Everyone who knows us, and those who don’t, make the same little joke. We understand they are trying to make light of a difficult situation. True enough, we are closer than we have ever been before. We have to be. The ground beneath our feet keeps changing, from steady to shaky, to an uncertain path with a horizon that is hard to see. This is what we know: Cancer spares no one. Its deadly cells show no discrimination for race, gender, ethnicity, and culture, eating up bones, organs, blood, lymphomas, and brains. Our lives hang on meat hooks; the threat of cancer’s return is ever-present. And even though we are together in this battle, there is always that feeling that catches in the back of the throat if we dare think about the unbearable, of life without the other.

It is a year later and our treatments are over; we are in remission. We have come to our house in Maine to recover, relaxing, reading, and cooking great dinners with the best seafood on earth. Thankfully Bill has learned to cook many wonderful dishes other than the ones he made for me on our first dates. We don’t drink as much now, mostly because of what the treatments did our waistlines, but we still enjoy a snort or two of bourbon to which Bill is a happy convert.

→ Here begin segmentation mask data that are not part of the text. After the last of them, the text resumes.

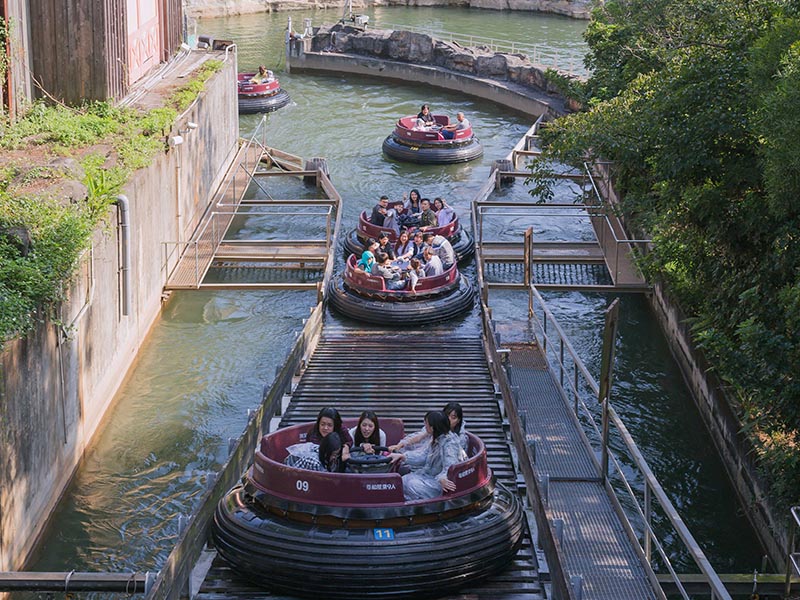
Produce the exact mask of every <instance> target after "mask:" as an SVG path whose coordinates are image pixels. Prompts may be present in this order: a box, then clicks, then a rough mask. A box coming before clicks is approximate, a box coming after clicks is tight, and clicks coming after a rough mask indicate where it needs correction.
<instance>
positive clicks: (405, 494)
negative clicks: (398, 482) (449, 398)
mask: <svg viewBox="0 0 800 600" xmlns="http://www.w3.org/2000/svg"><path fill="white" fill-rule="evenodd" d="M425 429H426V431H427V432H428V433H429V435H430V437H431V442H430V445H428V446H427V449H426V451H425V463H424V464H423V465H422V466H421V467H420V468H418V469H416V470H414V471H412V472H411V473H407V474H406V475H403V495H404V497H405V499H406V501H410V500H423V499H426V498H435V497H436V496H440V495H442V494H444V493H447V492H452V491H454V490H455V489H456V484H455V483H454V482H452V481H450V480H449V479H448V478H447V470H448V469H449V468H450V467H451V466H452V465H454V464H456V463H458V462H461V460H462V453H463V450H461V444H460V443H459V441H458V437H457V436H456V435H455V434H454V433H452V432H451V431H450V422H449V421H448V419H447V417H446V416H445V415H444V413H443V412H440V411H430V412H429V413H427V414H426V415H425ZM405 458H406V456H405V455H403V454H392V460H394V461H398V460H404V459H405Z"/></svg>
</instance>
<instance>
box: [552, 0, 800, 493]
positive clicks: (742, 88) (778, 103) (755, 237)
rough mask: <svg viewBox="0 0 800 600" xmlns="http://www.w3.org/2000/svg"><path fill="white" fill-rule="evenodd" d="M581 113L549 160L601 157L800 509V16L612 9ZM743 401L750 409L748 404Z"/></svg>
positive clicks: (747, 428) (625, 9) (710, 357)
mask: <svg viewBox="0 0 800 600" xmlns="http://www.w3.org/2000/svg"><path fill="white" fill-rule="evenodd" d="M586 39H587V42H588V43H589V46H590V52H589V55H588V57H587V60H586V62H587V64H588V65H589V66H590V67H591V68H592V69H593V75H592V77H591V78H590V80H589V81H588V82H587V85H586V91H587V94H588V96H587V101H586V106H588V107H589V109H588V110H587V111H586V112H583V113H579V114H575V115H570V116H568V117H565V118H563V119H559V120H558V121H557V122H556V123H555V124H554V125H553V126H552V127H548V128H547V129H546V130H545V131H544V133H543V135H544V138H545V142H546V147H547V152H546V154H545V156H544V158H543V160H561V161H563V162H568V163H570V164H576V165H577V164H579V163H580V162H581V161H582V160H584V159H585V158H589V159H592V158H596V157H603V158H604V159H610V160H613V161H615V163H616V165H617V179H616V185H617V187H618V188H619V189H620V191H622V192H623V193H624V198H625V199H624V201H623V208H624V210H625V213H626V215H627V217H628V219H629V221H630V223H631V224H632V225H633V226H634V228H637V229H641V230H644V231H647V232H648V234H649V235H650V236H651V238H652V239H653V242H654V247H653V251H652V252H651V253H650V254H649V255H648V256H647V257H646V258H645V259H644V262H643V265H644V268H645V271H646V273H647V275H648V276H649V277H651V278H653V279H660V280H662V281H665V282H666V283H667V284H668V285H669V287H670V289H671V290H672V292H673V293H674V294H675V295H676V296H677V297H678V298H679V301H680V302H681V304H682V305H683V306H684V308H685V309H686V310H687V312H688V313H689V314H691V315H692V322H693V324H694V327H693V331H694V335H695V338H696V342H697V343H698V344H699V345H700V346H701V347H702V348H703V349H704V351H705V352H706V353H707V355H708V356H709V358H710V359H711V360H712V362H713V363H714V364H715V368H716V370H717V371H718V372H719V373H720V375H721V376H722V377H723V379H724V380H725V381H726V382H728V383H729V384H730V386H731V388H732V389H733V390H734V391H735V393H736V394H737V396H738V397H739V398H740V399H743V400H741V405H742V416H743V418H744V420H745V422H746V423H747V424H748V428H747V431H748V432H749V433H750V435H751V437H752V439H753V441H754V442H755V443H756V446H757V448H758V451H759V453H760V455H761V456H762V458H763V459H764V470H765V473H766V474H768V475H770V476H774V477H777V478H778V480H777V481H776V482H775V484H774V486H773V491H774V492H775V494H776V495H777V496H778V497H779V499H780V500H781V501H782V502H784V503H790V502H797V501H798V500H800V456H798V454H800V452H798V446H797V442H798V432H800V380H799V379H798V378H797V376H796V374H797V373H798V372H800V327H799V326H800V239H799V238H800V227H798V223H799V220H800V113H798V111H797V110H796V107H797V106H799V105H800V18H798V15H797V14H796V13H789V12H788V10H787V9H786V7H785V5H784V4H782V3H780V2H777V1H775V0H715V1H714V2H710V1H709V0H688V1H687V0H681V1H679V0H656V1H655V2H653V1H652V0H609V1H607V2H605V3H604V4H603V5H601V6H599V7H598V8H597V9H596V10H595V13H594V18H593V21H592V23H591V24H590V26H589V28H588V29H587V33H586ZM745 399H746V400H745Z"/></svg>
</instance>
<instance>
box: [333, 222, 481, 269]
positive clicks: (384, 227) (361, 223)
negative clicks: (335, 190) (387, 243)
mask: <svg viewBox="0 0 800 600" xmlns="http://www.w3.org/2000/svg"><path fill="white" fill-rule="evenodd" d="M382 233H385V234H386V235H388V236H389V242H390V243H391V244H392V246H394V244H395V242H397V233H395V231H394V230H393V229H389V228H386V227H380V226H378V225H373V224H372V222H371V221H370V220H369V215H368V214H367V211H363V212H362V213H361V215H360V216H359V218H358V227H356V228H355V229H353V230H352V231H350V233H348V234H347V237H346V238H345V240H344V250H345V256H349V255H350V254H355V255H356V256H359V257H360V256H361V253H362V252H363V251H364V245H365V244H366V243H367V240H368V239H370V238H372V239H375V240H377V239H378V238H379V237H380V235H381V234H382ZM426 233H433V234H434V235H441V236H444V237H446V238H447V239H448V241H449V242H450V243H451V244H452V245H453V251H454V252H455V253H456V259H457V260H458V262H459V263H461V262H464V261H466V260H468V259H469V258H470V257H472V255H473V254H474V253H475V242H474V241H473V239H472V236H471V235H470V234H469V232H468V231H466V230H465V229H464V228H463V227H461V223H460V222H459V220H458V216H455V217H454V218H453V221H452V222H450V223H448V224H447V225H442V226H441V227H433V228H431V229H428V230H426Z"/></svg>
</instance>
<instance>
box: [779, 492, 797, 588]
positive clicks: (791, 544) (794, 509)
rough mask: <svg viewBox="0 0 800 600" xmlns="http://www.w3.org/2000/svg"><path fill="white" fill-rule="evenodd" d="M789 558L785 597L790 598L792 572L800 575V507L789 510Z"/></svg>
mask: <svg viewBox="0 0 800 600" xmlns="http://www.w3.org/2000/svg"><path fill="white" fill-rule="evenodd" d="M789 516H790V517H791V520H790V521H789V556H787V557H786V582H785V585H784V590H783V595H784V597H786V598H788V597H789V596H790V594H791V593H792V571H794V574H796V575H800V552H798V551H797V536H798V531H800V506H793V507H792V508H791V509H790V510H789Z"/></svg>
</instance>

There is a glimmer of hope here, like the silver waters of the cold ocean stretched out in front of us. We talk of summer, of going to the beach, maybe a trip overseas, little things in the past but big things to us now, pushing us to think positively no matter what, to believe there is a horizon.

In the kitchen, having our morning coffee, Bill asks me what I’m going to do for the day. “I don’t know,” I reply, happy not to have anything planned. “What are you going to do?” I ask. He gets up and kisses me on the head.

“I’m going to the bedroom to read,” he announces.

He says this slowly, our eyes locking because we know what the other is thinking. The bedroom is only a few feet away, but when we pause to think about what happened, what could happen, it feels as far away as the North Pole. I hope he’s back in time so we can have lunch, together.